Isadora Records, 2010
By Jake Shenker
Hawksley Workman’s newest album Milk, the euro-pop companion to January’s fiercely gritty Meat, is a polarizing record. While devotees of Workman’s less accessible (albeit genius) early work have dismissed his more recent forays into pop-rock – 2003’s Lover/Fighter and 2008s Los Manlicious, in particular – those who thrive on the songwriter’s mercurial nature have continued to support his flights of fancy, and relish in the surprising direction of each new release.
Most recently, Milk finds Workman in enemy territory, slinging curses and lackluster lyrics over electronic beeps, synthesizer leads and B-52s-esque backup vocals. As the twelfth installment in an inspiring body of work, Workman’s newest disc feels like a leap backward from his earlier gems.

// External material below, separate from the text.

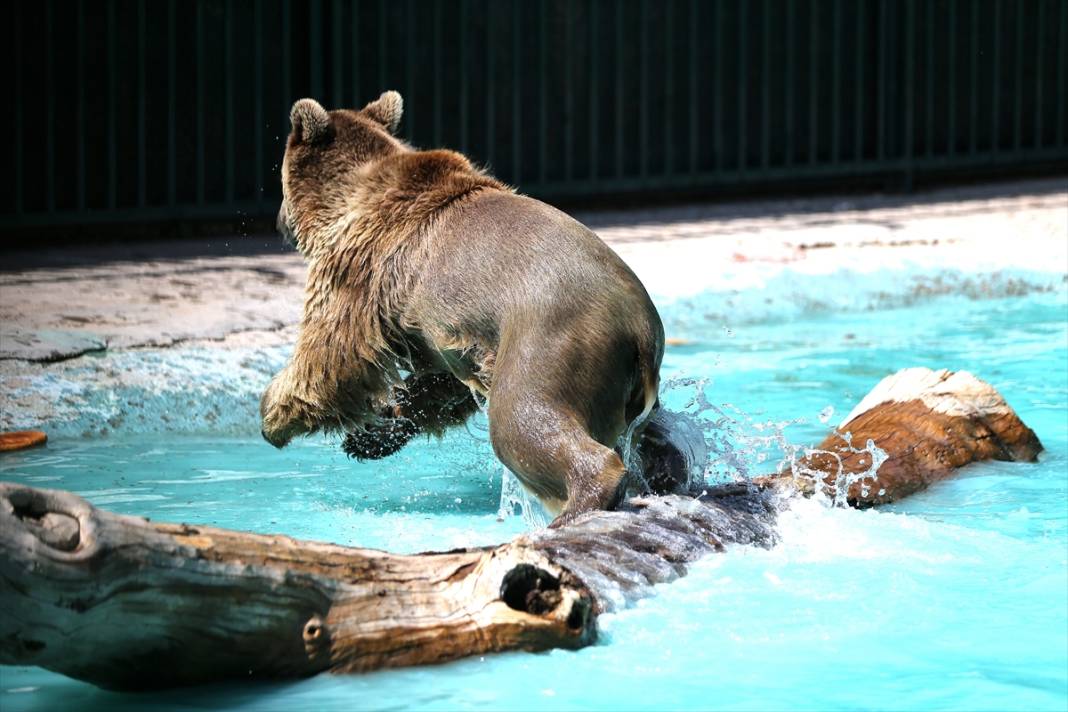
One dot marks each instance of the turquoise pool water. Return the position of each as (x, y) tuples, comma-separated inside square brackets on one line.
[(956, 598)]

But if comparisons to the output of a younger Workman are put aside, Milk stands up tall as a collection of excellent songs for a different audience.
Produced and partially performed by Swedish musician Marten Tromm, the songs comprising Milk were conceived in part through Workman’s efforts to compose hit songs for artists like Kylie Minogue.
And hit songs these are: insidious melodies and foot-stomping beats are constructed into huge, over-the-top productions of pop fancy. With memorable hooks and but a few missteps – the confusing and aimless “Google Jesus,” for one – almost any track has the potential to climb the pop charts, given the right push.
While Lover/Fighter was a purposeful stab at yielding a pop-rock hit, Milk is Workman’s best chance of attaining pop stardom. And, contrary to what most critics preach, there are far worse things than releasing a vacuous collection of fun and blatantly catchy tunes. Milk may not be another For Him and the Girls, but it’s currently on heavy rotation in my stereo.